Difficulties accessing content: Data can be stored in countless formats and in numerous locations. Some data/content may be corrupted, and other files run the risk of falling through the cracks. It’s a constant battle to keep abreast of everything.
Disparate and scattered hardware systems: Ideally, enterprise search will allow you to access content and data across the entire organization, whether global or local. However, the huge number of devices, occasional lack of Internet access, and other challenges make it difficult for enterprise search engines to crawl every device and hardware system.
Miscommunication between employees: What if an employee goes on vacation or falls ill, and was unable to hand off crucial information and documents? Employees will often turn to enterprise search to hunt the documents down. However, if the information wasn’t uploaded to the cloud or otherwise made accessible, it can be hard, if not impossible, to find.
Balancing access and restrictions: Who should have access to what? Who should be restricted from what? Defining permissions is difficult both for search engine solution providers and employees who help oversee them. Nonetheless, it’s vital to ensure that the appropriate controls are in place.
Properly setting up the proper access to content for each user is a crucial management solution for corporations and small businesses alike. It’s important to keep the access up to date and accurate.

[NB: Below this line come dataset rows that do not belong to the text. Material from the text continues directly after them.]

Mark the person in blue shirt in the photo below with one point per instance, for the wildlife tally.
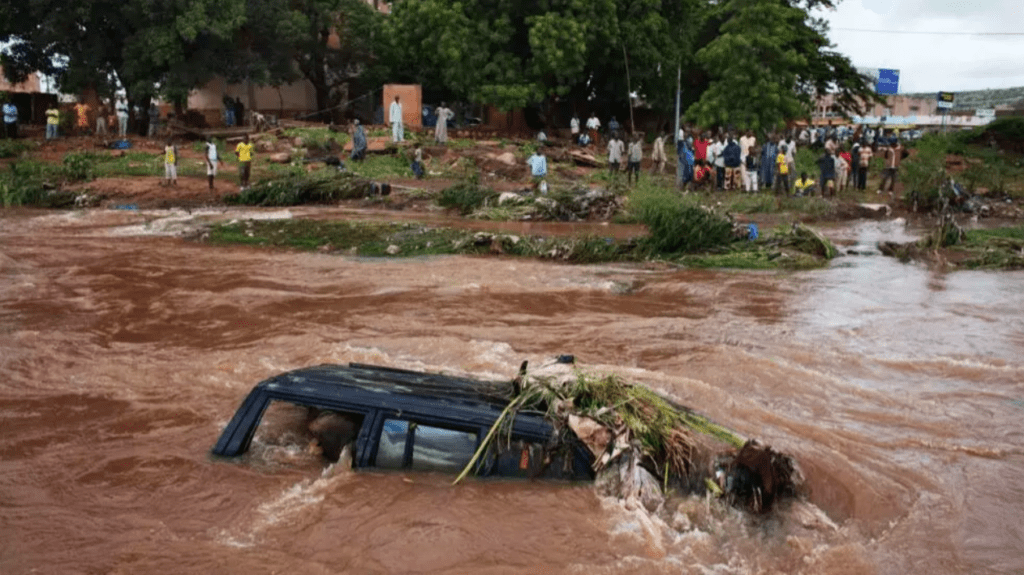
(9, 120)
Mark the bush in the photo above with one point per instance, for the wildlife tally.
(925, 173)
(23, 184)
(466, 196)
(324, 186)
(678, 226)
(13, 148)
(80, 166)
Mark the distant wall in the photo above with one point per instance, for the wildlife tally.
(285, 101)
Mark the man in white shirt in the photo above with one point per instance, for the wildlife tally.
(394, 117)
(715, 150)
(615, 148)
(791, 155)
(747, 142)
(593, 125)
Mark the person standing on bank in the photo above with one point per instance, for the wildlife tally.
(244, 151)
(101, 121)
(52, 122)
(154, 120)
(358, 142)
(657, 155)
(615, 148)
(122, 109)
(212, 159)
(171, 163)
(394, 117)
(634, 159)
(440, 128)
(9, 119)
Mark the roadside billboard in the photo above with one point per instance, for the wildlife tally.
(888, 82)
(885, 80)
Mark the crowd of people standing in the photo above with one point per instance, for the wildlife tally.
(727, 161)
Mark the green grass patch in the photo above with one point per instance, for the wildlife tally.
(677, 224)
(466, 196)
(321, 186)
(13, 148)
(316, 137)
(382, 167)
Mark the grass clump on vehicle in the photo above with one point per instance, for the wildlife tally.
(644, 444)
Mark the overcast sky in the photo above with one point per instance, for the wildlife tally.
(952, 61)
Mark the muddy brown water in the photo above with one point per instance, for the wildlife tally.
(124, 353)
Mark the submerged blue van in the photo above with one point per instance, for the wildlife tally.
(401, 419)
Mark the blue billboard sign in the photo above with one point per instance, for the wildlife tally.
(888, 82)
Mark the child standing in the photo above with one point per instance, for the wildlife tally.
(635, 156)
(614, 153)
(752, 164)
(244, 151)
(418, 161)
(781, 172)
(212, 159)
(171, 163)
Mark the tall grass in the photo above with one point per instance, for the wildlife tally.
(678, 225)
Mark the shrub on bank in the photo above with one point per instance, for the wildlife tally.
(677, 225)
(322, 186)
(466, 196)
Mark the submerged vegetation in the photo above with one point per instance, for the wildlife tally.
(321, 186)
(788, 249)
(644, 444)
(949, 246)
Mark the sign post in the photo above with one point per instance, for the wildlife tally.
(945, 101)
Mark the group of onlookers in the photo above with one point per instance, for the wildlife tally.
(731, 162)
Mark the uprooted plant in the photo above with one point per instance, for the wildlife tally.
(636, 435)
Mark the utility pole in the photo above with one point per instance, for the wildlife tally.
(675, 138)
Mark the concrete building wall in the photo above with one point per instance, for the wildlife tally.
(30, 86)
(285, 101)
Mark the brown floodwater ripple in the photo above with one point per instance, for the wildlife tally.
(124, 350)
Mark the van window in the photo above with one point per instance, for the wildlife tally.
(391, 448)
(433, 448)
(441, 449)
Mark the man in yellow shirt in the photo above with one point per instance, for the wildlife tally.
(52, 121)
(781, 172)
(244, 151)
(82, 114)
(805, 185)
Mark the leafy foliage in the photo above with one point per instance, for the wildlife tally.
(466, 196)
(323, 186)
(79, 166)
(677, 226)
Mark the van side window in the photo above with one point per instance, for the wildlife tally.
(391, 449)
(441, 449)
(409, 444)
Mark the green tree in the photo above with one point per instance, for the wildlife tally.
(513, 53)
(765, 61)
(328, 42)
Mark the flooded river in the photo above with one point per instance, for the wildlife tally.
(124, 353)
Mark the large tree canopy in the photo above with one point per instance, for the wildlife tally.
(750, 63)
(512, 53)
(764, 62)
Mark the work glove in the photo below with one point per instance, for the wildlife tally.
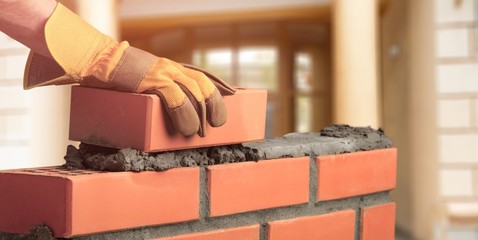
(81, 54)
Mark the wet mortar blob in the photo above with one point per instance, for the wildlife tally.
(334, 139)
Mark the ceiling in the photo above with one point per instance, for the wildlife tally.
(130, 9)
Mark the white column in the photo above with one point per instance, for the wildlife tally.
(355, 92)
(50, 106)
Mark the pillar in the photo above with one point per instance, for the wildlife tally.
(355, 91)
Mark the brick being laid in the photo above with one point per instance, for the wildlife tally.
(82, 202)
(121, 120)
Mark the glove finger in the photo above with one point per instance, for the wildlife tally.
(184, 116)
(216, 112)
(191, 89)
(224, 88)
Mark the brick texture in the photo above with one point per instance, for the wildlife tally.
(249, 186)
(353, 174)
(240, 233)
(378, 222)
(84, 202)
(103, 117)
(332, 226)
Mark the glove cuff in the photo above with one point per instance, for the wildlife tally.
(74, 45)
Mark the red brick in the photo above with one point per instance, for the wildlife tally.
(249, 186)
(85, 202)
(378, 222)
(240, 233)
(120, 120)
(354, 174)
(332, 226)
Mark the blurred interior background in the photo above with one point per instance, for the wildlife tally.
(409, 67)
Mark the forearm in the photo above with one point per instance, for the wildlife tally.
(24, 21)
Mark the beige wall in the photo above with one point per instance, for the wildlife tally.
(410, 110)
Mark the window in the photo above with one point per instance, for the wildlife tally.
(290, 60)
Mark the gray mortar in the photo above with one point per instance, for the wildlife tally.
(335, 139)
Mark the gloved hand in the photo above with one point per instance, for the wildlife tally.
(81, 54)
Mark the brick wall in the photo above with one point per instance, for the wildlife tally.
(318, 192)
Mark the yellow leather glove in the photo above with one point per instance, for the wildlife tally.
(81, 54)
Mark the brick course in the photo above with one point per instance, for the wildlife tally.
(281, 188)
(378, 222)
(242, 187)
(353, 174)
(332, 226)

Irrelevant results: Enterprise search results have become far more accurate and useful in recent years. However, that doesn’t mean that every problem has been solved, or search results are always perfect. Solution providers continue to strive for more accurate and relevant results, but perfection may never be obtained.
User role and context can improve the relevance and accuracy of search. Session-based personalization technologies are already available in enterprise search software from leading vendors. In addition, having a user-friendly enterprise search function that offers semantic search and language processing technologies is important to allow users to find relevant, accurate data for their specific keywords, in the applicable context.

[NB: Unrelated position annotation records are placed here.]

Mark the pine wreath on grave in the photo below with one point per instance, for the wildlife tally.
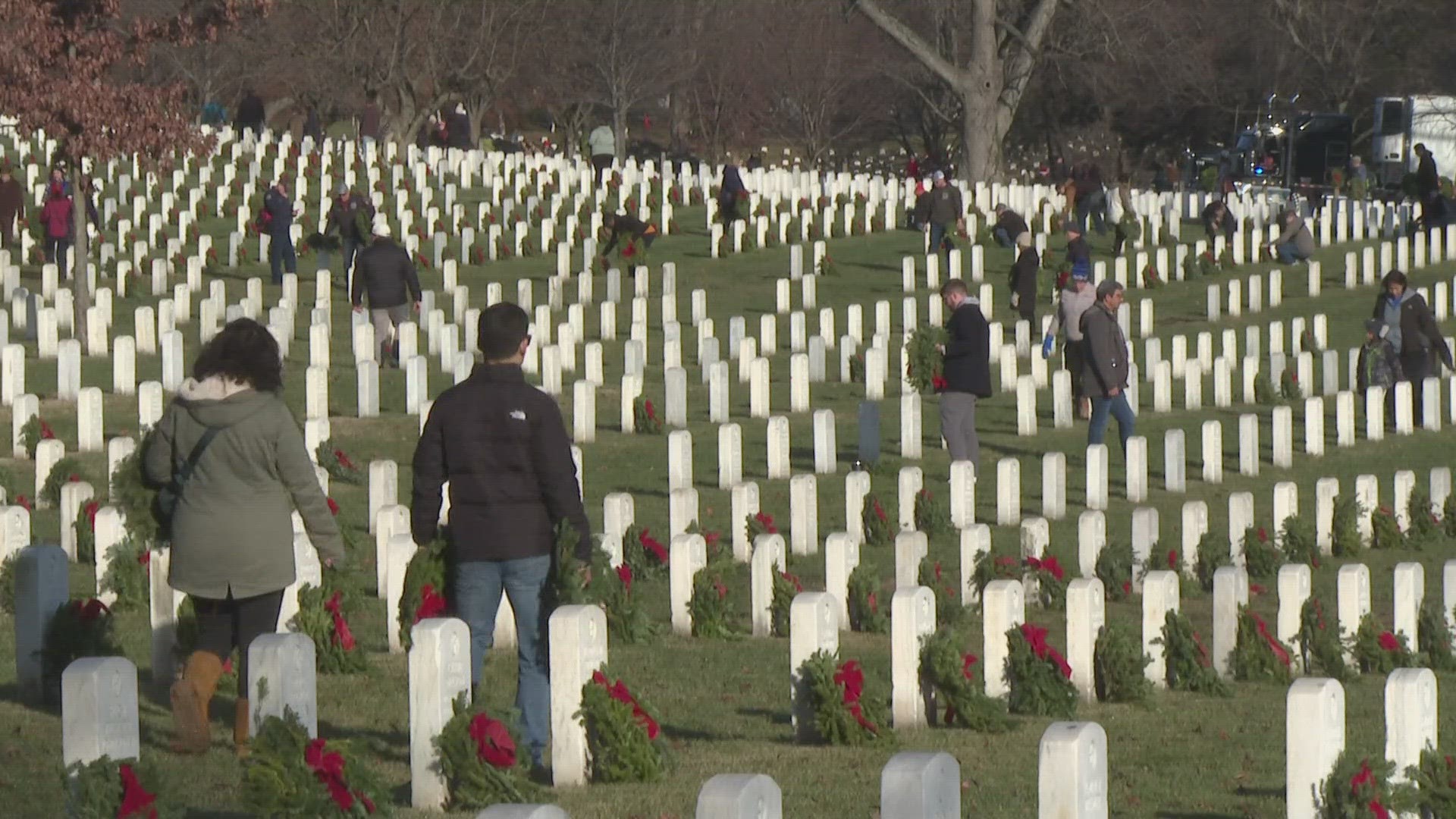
(1119, 667)
(1185, 659)
(865, 613)
(481, 763)
(957, 684)
(1038, 676)
(289, 776)
(111, 789)
(625, 742)
(843, 713)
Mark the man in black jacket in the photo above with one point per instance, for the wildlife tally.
(967, 371)
(503, 447)
(388, 278)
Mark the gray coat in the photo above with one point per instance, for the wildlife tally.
(232, 531)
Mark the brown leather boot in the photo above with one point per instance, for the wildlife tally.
(240, 726)
(190, 700)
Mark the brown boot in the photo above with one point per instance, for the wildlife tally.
(190, 700)
(240, 726)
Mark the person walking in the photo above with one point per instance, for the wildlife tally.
(504, 450)
(12, 206)
(1106, 368)
(386, 276)
(1024, 279)
(277, 222)
(1413, 333)
(350, 218)
(235, 453)
(943, 210)
(1074, 302)
(967, 371)
(603, 143)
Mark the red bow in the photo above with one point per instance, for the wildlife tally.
(431, 604)
(619, 692)
(134, 799)
(341, 629)
(492, 742)
(1264, 632)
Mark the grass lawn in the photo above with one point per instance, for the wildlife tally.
(724, 706)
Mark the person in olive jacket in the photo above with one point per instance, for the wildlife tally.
(232, 529)
(503, 447)
(1411, 330)
(967, 371)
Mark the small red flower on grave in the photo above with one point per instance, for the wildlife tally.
(650, 544)
(967, 661)
(431, 604)
(343, 635)
(492, 742)
(134, 799)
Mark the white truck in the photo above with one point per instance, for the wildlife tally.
(1401, 123)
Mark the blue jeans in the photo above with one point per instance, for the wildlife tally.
(1119, 409)
(1289, 254)
(478, 598)
(281, 257)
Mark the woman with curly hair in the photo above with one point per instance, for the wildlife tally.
(239, 466)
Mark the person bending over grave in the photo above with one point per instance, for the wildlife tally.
(1413, 333)
(235, 460)
(503, 447)
(1075, 300)
(634, 229)
(1106, 371)
(967, 371)
(388, 278)
(350, 219)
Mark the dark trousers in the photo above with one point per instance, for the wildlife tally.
(234, 624)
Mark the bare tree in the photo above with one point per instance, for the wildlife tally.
(1002, 46)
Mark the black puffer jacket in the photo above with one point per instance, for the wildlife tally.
(384, 273)
(504, 449)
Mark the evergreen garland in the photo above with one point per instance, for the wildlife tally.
(111, 789)
(321, 618)
(1185, 661)
(1345, 529)
(128, 575)
(287, 776)
(479, 760)
(1114, 569)
(79, 629)
(623, 739)
(427, 589)
(1320, 646)
(1038, 676)
(925, 362)
(66, 471)
(1257, 654)
(338, 464)
(1378, 651)
(843, 714)
(1360, 787)
(951, 675)
(864, 602)
(1120, 667)
(875, 522)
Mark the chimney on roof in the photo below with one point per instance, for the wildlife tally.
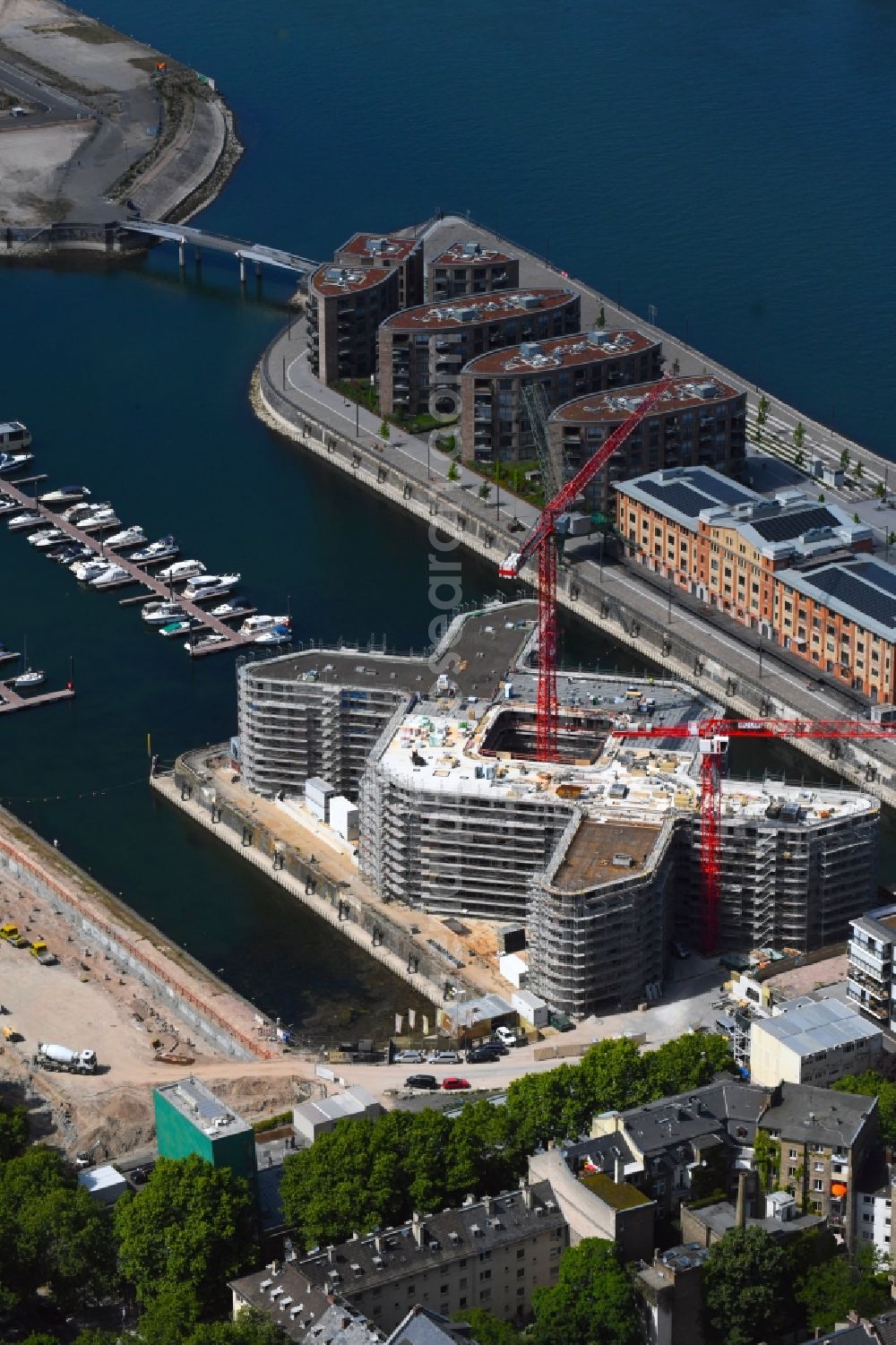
(740, 1213)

Integrating new technologies: Both artificial intelligence and machine learning have made waves in the search engine field. Yet, developing AI and ML technologies is easier said than done. And even after these technologies are created, integrating them with search engines remains a present-day challenge.
Consolidating systems: Many companies use a myriad of different enterprise search engines, each with its own purpose and strengths, as well as weaknesses and limitations. Bain has found that over 60 percent of knowledge workers must use at least four different systems regularly to access relevant information. Consolidating search systems would be an improvement for all parties involved.